Adult cells that have been reprogrammed into induced pluripotent stem cells (iPS cells) do not completely let go of their past, perhaps limiting their ability to function as a less controversial alternative to embryonic stem cells for basic research and cell replacement therapies.
The findings highlight a major challenge in developing clinical and scientific applications for the powerful new technique of making iPS cells, which, like embryonic stem cells, have the capacity to differentiate into any type of cell in the body.
We found iPS cells retain a ‘memory’ of their tissue of origin. iPS cells made from blood are easier to turn back into blood than, say, iPS cells made from skin cells or brain cells.
In contrast, another technique known as nuclear transfer creates pluripotent stem cells without apparent memory and equally adept at transforming into several tissue types.
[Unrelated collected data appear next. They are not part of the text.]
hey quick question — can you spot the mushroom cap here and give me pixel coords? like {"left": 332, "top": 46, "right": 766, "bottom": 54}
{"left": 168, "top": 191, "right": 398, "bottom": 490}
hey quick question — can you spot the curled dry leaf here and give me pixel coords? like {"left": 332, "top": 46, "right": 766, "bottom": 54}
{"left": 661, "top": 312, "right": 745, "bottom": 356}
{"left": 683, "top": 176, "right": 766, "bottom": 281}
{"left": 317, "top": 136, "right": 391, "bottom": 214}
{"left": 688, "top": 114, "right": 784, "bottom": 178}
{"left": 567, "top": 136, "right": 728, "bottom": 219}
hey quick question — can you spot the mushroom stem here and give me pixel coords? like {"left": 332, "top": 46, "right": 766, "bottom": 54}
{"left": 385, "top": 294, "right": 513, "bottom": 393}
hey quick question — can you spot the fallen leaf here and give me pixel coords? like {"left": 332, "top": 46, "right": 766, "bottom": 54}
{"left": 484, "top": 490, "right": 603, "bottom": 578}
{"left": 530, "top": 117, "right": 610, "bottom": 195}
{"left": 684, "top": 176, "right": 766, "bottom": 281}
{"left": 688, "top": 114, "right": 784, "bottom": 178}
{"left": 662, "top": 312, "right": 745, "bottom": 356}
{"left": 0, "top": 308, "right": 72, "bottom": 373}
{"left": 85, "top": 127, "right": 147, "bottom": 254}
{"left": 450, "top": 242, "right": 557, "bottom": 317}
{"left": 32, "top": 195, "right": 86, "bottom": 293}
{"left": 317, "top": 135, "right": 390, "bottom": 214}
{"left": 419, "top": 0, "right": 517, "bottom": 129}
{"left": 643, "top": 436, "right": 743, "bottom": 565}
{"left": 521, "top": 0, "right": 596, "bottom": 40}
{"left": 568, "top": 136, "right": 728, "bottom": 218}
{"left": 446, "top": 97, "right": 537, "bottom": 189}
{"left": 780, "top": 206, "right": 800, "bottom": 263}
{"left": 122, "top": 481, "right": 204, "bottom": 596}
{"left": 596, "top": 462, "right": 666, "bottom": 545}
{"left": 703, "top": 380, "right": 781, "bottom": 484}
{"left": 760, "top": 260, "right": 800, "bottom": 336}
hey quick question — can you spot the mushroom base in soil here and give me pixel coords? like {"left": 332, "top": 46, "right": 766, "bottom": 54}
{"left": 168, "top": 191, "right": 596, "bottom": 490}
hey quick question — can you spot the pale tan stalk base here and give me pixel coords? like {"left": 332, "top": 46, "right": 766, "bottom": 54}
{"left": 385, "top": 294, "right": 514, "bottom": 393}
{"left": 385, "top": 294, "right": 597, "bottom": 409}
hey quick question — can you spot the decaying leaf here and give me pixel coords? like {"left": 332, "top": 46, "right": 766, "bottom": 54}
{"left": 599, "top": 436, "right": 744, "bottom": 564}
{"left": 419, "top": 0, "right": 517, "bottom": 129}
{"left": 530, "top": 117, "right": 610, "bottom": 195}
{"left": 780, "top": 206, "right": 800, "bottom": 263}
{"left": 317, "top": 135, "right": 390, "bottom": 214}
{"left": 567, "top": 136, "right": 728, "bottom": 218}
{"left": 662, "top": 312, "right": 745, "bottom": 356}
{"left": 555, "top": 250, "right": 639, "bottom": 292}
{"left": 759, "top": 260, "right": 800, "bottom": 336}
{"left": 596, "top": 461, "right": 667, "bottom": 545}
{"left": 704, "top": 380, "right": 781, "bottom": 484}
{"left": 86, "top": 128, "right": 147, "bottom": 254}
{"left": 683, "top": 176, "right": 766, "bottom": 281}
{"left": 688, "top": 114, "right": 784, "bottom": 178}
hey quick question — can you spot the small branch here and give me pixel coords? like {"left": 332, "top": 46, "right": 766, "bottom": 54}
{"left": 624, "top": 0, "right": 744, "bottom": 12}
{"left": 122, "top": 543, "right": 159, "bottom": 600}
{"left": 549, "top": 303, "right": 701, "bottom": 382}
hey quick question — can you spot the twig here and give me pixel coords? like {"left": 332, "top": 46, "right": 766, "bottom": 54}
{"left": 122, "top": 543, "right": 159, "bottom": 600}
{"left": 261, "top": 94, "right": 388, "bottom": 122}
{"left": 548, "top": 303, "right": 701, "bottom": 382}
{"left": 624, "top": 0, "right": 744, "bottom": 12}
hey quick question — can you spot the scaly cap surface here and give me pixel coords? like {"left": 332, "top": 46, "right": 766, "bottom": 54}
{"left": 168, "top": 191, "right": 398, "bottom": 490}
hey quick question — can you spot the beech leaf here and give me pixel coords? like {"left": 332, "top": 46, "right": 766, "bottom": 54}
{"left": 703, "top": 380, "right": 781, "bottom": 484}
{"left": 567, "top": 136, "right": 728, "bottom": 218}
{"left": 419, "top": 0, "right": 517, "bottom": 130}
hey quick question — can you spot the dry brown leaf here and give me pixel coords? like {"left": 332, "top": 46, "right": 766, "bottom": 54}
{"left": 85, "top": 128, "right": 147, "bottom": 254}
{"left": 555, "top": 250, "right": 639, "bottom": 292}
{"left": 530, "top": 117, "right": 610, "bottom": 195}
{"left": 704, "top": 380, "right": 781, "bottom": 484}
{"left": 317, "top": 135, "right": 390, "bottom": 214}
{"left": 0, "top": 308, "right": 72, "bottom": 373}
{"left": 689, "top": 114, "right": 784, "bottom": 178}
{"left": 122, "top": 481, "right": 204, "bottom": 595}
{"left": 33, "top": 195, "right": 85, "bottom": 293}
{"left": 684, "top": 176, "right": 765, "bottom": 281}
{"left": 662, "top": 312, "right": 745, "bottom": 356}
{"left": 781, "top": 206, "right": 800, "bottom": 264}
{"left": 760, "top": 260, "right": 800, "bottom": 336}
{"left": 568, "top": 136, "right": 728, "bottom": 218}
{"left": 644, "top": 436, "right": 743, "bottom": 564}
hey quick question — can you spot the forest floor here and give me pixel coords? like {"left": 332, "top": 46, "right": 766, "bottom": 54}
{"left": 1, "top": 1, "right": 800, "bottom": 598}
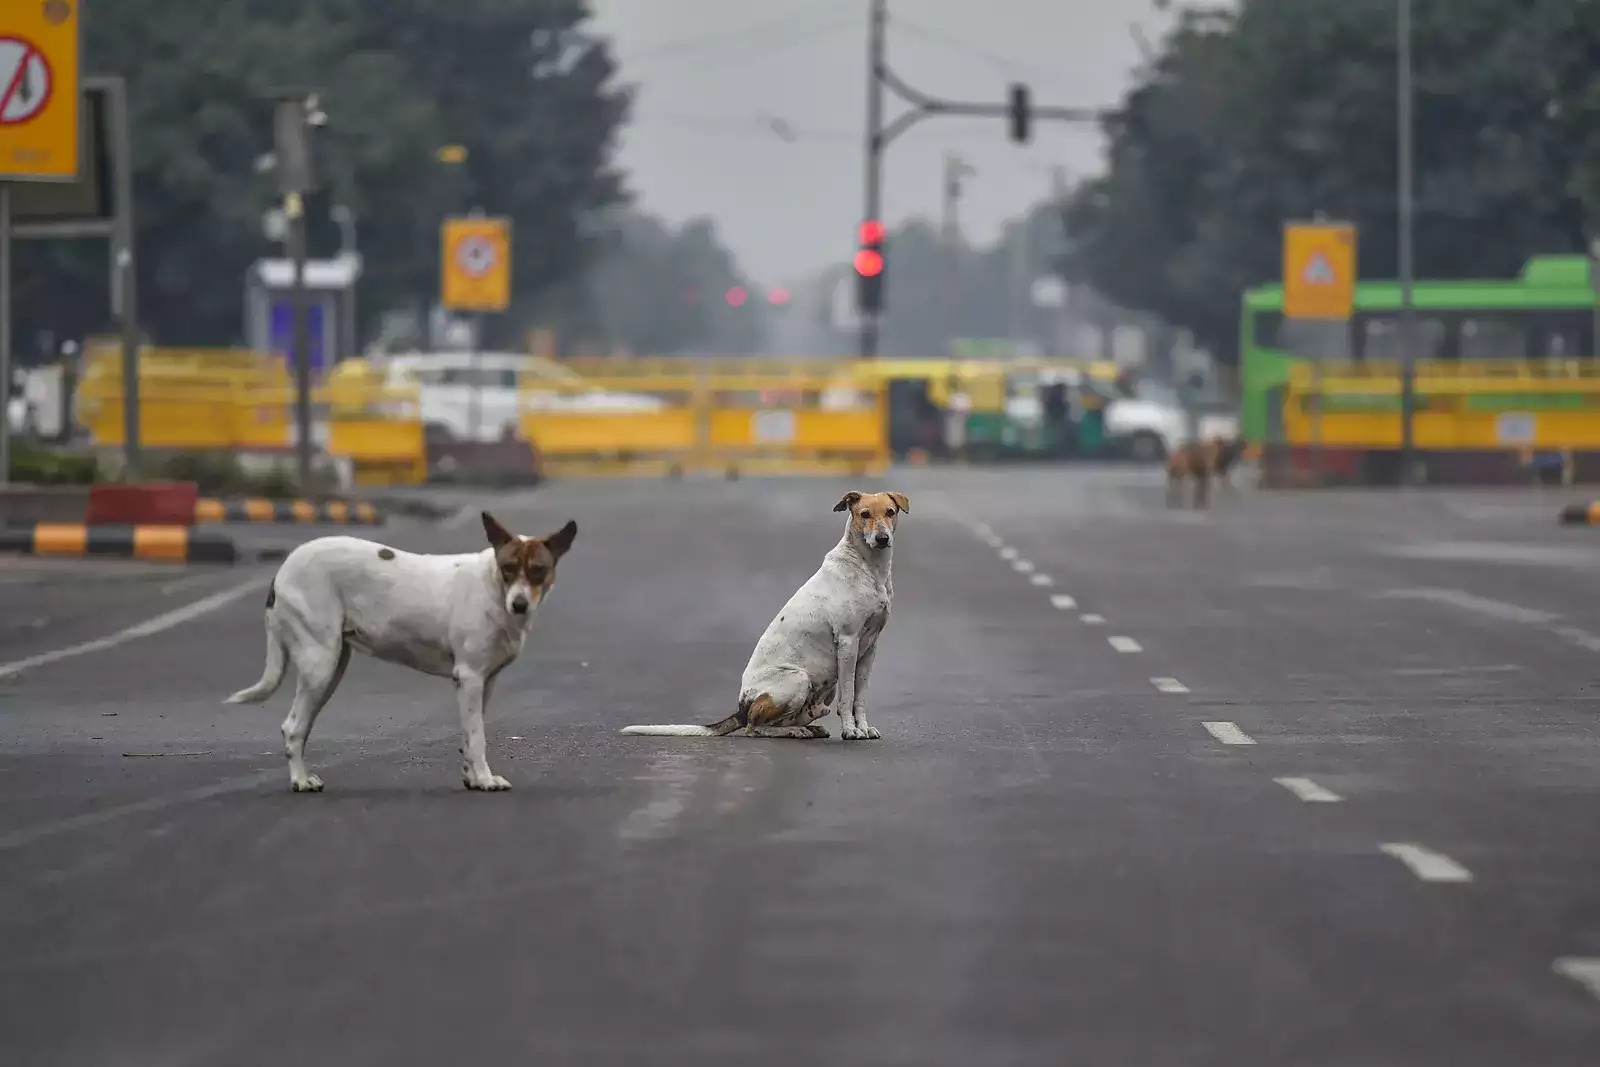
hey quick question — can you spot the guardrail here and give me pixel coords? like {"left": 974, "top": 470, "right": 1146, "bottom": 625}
{"left": 1282, "top": 362, "right": 1600, "bottom": 450}
{"left": 518, "top": 367, "right": 889, "bottom": 477}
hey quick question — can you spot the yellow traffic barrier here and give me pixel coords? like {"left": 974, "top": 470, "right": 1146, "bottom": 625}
{"left": 76, "top": 350, "right": 427, "bottom": 486}
{"left": 519, "top": 365, "right": 889, "bottom": 477}
{"left": 1283, "top": 360, "right": 1600, "bottom": 450}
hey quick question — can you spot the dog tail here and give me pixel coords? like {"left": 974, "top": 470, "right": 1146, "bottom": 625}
{"left": 224, "top": 597, "right": 288, "bottom": 705}
{"left": 619, "top": 711, "right": 744, "bottom": 737}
In iPS cells, the memory of the original donor tissue can be more fully erased with additional steps or drugs, the researchers found, which made those iPS cells as good as the nuclear-transfer stem cells at generating different types of early tissue cells in lab dishes.
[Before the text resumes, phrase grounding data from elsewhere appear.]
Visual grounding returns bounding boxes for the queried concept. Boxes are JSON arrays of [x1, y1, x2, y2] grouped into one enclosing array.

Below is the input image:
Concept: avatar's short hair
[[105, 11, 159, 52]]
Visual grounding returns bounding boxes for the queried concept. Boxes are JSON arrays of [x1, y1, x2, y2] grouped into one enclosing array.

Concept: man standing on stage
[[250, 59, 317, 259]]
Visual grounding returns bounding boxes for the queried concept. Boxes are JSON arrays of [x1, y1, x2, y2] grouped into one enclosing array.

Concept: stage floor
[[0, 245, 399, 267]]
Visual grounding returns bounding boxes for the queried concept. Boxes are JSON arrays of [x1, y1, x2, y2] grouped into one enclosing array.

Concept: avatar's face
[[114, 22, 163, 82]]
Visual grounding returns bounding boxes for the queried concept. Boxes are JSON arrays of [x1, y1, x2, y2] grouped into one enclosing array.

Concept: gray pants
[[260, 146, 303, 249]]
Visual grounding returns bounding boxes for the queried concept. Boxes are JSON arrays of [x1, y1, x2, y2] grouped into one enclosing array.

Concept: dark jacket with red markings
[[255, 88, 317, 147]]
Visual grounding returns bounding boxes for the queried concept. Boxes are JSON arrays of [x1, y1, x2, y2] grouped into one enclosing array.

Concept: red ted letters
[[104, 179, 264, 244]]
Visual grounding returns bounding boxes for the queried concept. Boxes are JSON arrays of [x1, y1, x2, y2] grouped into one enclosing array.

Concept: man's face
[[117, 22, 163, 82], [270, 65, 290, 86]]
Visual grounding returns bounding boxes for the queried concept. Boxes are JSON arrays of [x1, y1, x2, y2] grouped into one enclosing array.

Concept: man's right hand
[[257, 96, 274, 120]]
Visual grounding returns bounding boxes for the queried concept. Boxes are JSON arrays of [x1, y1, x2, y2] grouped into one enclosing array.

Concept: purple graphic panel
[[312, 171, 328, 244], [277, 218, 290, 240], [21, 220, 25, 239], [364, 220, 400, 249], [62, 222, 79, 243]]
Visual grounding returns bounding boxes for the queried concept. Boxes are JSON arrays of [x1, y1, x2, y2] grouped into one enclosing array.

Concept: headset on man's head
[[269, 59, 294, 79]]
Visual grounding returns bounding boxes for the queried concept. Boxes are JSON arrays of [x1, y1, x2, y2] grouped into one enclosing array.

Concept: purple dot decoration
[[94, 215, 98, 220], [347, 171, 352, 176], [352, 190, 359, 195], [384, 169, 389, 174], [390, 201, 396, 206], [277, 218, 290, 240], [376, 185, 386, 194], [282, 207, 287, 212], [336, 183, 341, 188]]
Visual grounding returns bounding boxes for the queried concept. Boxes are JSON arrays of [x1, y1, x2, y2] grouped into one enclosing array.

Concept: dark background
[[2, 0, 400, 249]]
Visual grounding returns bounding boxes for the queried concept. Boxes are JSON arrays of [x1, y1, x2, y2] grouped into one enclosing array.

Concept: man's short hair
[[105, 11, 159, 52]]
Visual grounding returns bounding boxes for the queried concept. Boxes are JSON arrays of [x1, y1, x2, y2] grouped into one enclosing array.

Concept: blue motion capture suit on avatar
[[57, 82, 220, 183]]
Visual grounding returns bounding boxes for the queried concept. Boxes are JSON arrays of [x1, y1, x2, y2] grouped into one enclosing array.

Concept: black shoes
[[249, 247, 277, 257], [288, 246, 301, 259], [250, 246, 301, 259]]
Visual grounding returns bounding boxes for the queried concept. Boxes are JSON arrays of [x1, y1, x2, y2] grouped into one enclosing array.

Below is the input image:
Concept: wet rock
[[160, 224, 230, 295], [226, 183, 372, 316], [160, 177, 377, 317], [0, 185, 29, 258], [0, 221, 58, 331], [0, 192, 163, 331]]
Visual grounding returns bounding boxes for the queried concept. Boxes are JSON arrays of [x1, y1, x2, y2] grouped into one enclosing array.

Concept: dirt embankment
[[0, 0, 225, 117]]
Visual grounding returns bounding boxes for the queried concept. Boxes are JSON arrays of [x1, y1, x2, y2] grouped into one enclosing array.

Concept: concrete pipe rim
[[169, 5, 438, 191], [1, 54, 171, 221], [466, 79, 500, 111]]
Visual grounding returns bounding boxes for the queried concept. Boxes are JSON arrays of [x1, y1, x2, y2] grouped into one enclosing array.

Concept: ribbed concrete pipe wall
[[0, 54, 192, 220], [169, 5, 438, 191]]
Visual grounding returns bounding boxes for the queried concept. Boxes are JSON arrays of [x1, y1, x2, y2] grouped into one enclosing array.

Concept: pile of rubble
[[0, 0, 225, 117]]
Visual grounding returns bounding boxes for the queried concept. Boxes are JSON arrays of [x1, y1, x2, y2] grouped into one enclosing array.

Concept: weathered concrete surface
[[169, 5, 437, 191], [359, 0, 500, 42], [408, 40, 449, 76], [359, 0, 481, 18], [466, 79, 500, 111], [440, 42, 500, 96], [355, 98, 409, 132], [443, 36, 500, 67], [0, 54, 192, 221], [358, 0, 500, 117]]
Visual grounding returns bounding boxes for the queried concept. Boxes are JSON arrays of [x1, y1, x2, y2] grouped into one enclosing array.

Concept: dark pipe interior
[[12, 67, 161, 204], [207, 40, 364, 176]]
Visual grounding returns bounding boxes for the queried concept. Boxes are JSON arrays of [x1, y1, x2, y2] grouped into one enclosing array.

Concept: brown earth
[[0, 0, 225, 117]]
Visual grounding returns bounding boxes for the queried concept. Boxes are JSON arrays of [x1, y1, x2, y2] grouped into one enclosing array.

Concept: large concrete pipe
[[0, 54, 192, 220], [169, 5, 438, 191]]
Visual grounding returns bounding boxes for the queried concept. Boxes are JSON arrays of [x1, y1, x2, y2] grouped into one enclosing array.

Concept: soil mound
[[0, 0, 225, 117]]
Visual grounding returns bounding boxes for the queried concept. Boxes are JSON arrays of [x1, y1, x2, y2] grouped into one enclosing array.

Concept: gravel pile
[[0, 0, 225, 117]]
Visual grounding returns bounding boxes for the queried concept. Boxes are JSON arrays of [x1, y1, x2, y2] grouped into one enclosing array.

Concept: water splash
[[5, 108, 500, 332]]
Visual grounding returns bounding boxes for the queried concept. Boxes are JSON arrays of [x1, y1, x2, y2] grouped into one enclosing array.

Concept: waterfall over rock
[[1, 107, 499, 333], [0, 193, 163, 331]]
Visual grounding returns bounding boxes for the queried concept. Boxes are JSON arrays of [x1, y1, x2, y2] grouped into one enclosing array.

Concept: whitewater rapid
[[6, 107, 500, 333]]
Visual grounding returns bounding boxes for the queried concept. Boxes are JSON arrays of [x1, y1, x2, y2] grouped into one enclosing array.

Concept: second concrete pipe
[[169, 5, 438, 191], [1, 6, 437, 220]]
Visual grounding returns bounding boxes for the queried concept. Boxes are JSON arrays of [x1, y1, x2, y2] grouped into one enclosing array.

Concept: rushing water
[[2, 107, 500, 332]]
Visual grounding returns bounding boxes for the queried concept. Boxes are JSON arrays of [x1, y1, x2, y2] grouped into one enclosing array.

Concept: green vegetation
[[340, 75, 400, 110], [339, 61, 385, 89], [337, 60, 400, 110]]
The residual cellular memory comes in part from lingering genome-wide epigenetic modifications to the DNA that gives each cell a distinctive identity, such as skin or blood, despite otherwise identical genomes. In the study, the persistent bits of a certain type of epigenetic modification called methylation were so distinctive in iPS cells that their tissues of origin could be identified by their methylation signatures alone.
We found the iPS cells were not as completely reprogrammed as the nuclear transfer stem cells. Namely, DNA methylation was incompletely reset in iPS cells compared to nuclear transfer stem cells. Further, the residual epigenetic marks in the iPS cells helped to explain the lineage restriction, by leaving an epigenetic memory of the tissue of origin after reprogramming.
These findings cut across all clinical applications people are pursuing and whatever disease they are modeling. Our data provide a deeper understanding of the iPS platform. Everyone working with these cells has to think about the tissues of origin and how that affects reprogramming.